Forgot to mention, I struck a blow for Caregivers, this morning.

    Our Interim U. S. Census Questionnaire this year called the The American Community Survey arrived yesterday. I set myself to filling it out and getting it in the mail this morning. For "Person 1" I reported my mother as retired and her retirement income; I also reported her, in response to the questions about "long-lasting conditions" and "difficulty doing the following activities" as "Yes" across the board. For "Person 2", me, I reported that I worked full time, 100+ hours a week, in the home, with no compensation. I listed my "business or industry", and "kind of work" as "Caregiving" and "Caregiving". As far as "most important [job related] activities" I listed: "Taking care of mother".

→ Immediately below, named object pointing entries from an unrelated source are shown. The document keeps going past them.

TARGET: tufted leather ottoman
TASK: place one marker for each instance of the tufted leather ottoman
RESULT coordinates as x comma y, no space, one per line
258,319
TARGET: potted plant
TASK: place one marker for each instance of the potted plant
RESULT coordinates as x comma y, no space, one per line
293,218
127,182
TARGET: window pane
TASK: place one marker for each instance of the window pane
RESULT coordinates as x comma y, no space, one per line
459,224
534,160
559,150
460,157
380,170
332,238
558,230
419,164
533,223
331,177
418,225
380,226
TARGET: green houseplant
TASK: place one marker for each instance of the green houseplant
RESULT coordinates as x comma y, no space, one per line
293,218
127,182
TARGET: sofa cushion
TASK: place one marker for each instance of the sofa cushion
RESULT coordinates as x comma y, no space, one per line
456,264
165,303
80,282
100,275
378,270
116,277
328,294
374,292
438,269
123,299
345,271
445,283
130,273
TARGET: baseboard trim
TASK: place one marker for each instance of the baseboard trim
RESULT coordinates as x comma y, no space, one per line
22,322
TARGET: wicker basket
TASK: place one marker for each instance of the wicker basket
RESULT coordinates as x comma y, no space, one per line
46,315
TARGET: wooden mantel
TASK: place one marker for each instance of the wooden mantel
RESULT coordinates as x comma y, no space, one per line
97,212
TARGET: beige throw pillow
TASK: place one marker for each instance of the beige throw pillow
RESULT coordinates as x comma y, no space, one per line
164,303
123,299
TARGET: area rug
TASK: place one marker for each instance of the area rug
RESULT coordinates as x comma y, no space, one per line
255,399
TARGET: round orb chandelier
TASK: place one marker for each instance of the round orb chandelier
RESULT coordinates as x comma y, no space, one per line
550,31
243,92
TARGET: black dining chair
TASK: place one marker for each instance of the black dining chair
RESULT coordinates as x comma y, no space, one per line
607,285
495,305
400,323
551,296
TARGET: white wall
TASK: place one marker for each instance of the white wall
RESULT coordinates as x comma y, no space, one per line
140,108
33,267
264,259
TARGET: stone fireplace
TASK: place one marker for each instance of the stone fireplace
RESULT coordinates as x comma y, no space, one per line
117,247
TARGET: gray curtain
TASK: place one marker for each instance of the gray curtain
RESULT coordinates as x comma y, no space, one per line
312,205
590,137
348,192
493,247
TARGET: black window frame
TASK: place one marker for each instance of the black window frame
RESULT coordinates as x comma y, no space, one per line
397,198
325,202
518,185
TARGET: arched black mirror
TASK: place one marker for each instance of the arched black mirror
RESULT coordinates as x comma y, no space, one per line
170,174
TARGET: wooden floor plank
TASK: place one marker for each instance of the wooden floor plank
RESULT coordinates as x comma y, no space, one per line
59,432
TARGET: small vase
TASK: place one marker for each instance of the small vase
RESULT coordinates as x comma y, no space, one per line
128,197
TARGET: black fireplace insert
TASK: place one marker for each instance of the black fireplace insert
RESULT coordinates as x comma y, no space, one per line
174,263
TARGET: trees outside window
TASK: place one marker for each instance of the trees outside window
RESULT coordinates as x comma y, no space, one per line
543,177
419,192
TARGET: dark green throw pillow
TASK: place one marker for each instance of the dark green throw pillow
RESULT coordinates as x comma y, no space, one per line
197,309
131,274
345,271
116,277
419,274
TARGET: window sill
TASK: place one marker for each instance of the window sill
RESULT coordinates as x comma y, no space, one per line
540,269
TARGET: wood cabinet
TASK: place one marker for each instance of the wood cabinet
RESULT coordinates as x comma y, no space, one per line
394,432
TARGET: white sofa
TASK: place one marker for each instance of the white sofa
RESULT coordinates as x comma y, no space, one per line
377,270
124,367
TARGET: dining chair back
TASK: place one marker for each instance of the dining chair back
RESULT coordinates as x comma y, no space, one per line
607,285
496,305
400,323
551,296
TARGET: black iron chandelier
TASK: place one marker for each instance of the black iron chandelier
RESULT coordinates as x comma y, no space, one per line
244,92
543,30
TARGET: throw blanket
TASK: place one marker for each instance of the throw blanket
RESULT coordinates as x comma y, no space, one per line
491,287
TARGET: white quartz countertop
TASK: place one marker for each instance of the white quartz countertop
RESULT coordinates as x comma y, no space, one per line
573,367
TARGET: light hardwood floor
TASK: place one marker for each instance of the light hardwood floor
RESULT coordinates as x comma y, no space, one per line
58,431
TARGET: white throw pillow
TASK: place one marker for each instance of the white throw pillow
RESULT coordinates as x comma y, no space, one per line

    I encourage all caregivers, full or part time, paid or uncompensated, to assert their true relationship to their care recipients in whatever way they can in this interim census. This is probably the single most important act of citizen political participation you can perform as a caregiver in a country who needs to recognize the work and the contribution of this class of people. Yes. Class. That's what we are right now, hanging precariously between income brackets, performing our most important duties to society for little or no compensation. If we are going to get any recognition from the government we need to show up in the census, people.

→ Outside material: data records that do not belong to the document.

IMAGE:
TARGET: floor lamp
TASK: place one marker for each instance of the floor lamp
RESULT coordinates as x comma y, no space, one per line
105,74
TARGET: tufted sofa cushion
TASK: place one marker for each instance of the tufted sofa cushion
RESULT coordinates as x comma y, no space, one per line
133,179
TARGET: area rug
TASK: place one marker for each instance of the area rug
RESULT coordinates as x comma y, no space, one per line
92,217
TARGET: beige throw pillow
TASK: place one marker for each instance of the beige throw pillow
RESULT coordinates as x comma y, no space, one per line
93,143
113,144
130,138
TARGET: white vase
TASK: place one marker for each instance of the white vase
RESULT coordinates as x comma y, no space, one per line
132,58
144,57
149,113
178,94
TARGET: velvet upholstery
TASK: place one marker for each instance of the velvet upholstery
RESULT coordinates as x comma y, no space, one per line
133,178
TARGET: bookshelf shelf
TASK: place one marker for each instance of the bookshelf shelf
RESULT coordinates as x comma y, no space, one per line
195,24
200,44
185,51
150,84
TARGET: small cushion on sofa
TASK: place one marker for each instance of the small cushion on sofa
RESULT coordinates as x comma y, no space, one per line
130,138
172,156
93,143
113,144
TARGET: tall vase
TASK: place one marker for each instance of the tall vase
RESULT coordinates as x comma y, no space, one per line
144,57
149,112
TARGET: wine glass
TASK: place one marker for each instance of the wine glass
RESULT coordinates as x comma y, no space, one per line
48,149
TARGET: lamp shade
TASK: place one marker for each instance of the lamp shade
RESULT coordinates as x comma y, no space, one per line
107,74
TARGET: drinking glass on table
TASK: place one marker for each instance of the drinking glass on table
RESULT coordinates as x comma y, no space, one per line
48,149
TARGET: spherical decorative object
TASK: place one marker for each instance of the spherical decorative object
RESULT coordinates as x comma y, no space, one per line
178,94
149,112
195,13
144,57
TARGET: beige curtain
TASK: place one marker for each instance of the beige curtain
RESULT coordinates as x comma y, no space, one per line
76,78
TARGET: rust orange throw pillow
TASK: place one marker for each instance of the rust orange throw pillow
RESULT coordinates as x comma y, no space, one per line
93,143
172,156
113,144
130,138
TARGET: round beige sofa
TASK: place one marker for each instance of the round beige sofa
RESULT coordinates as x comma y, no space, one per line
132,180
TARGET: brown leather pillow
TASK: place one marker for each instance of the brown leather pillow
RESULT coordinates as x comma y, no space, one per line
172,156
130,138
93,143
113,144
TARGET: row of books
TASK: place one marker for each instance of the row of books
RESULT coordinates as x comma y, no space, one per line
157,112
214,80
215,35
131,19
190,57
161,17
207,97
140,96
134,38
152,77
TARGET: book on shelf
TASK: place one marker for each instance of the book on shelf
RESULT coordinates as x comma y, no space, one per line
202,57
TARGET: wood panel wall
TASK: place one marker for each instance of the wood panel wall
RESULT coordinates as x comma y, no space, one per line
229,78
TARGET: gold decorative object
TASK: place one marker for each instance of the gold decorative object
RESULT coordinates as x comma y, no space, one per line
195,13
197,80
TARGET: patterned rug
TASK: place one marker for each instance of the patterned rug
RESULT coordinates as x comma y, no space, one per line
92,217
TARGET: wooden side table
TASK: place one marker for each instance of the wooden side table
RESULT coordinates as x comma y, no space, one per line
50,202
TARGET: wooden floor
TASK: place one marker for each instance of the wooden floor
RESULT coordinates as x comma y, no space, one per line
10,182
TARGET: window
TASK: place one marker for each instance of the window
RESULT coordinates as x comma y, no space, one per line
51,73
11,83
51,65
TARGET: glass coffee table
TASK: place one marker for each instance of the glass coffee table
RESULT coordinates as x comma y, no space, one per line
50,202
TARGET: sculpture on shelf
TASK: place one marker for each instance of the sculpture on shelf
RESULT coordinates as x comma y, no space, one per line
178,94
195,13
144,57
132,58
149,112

    To encourage you to do all you can to represent yourself, your care recipient and your duties, here is how I managed to represent myself on the questionnaire (it took a couple of well-considered answer juggles to accomplish this):
Both: I represented both of us as living in the same residence, since we do.
Mother: I represented her as retired, represented her retirement income and was honest about her disabilities in section F, page 13 and 14.
Me: I represented myself in section H, page 11, question 23, as "x-Yes", doing work for either pay or profit. My reasoning was that the question goes on to explain that "Yes" should be x-ed "even if the person worked only 1 hour, or helped without pay in a family business or farm for 15 hours or more..." I reasoned I was an unpaid employee for a family business. In question 25 I represented myself as "x-Worked at home". I skipped to section J, page 12, question 33, and said I'd worked 52 weeks in the past 12 months. For question 34 I responded that I'd worked 100+ hours per week. Since I'm on call 24/7 I actually consider that I work 24/7 but I wanted to make a different point: That unpaid caregivers should be respected from the point of view of the professional sphere. On question 35, section K, page 12, I answered that I was "working WITHOUT PAY in family business or farm". I listed my "Mother: Name" as my employer in question 36. Questions 37's response was "Caregiving"; question 38: "x-other"; question 39: "Caregiving"; question 40: "Taking care of mother". For questions 41 - 42 I reported no income.
    I figure that if caregivers answer the questions this way a pattern will emerge that will be noticed by someone, since the caregiver demographic is the largest section of the population right now.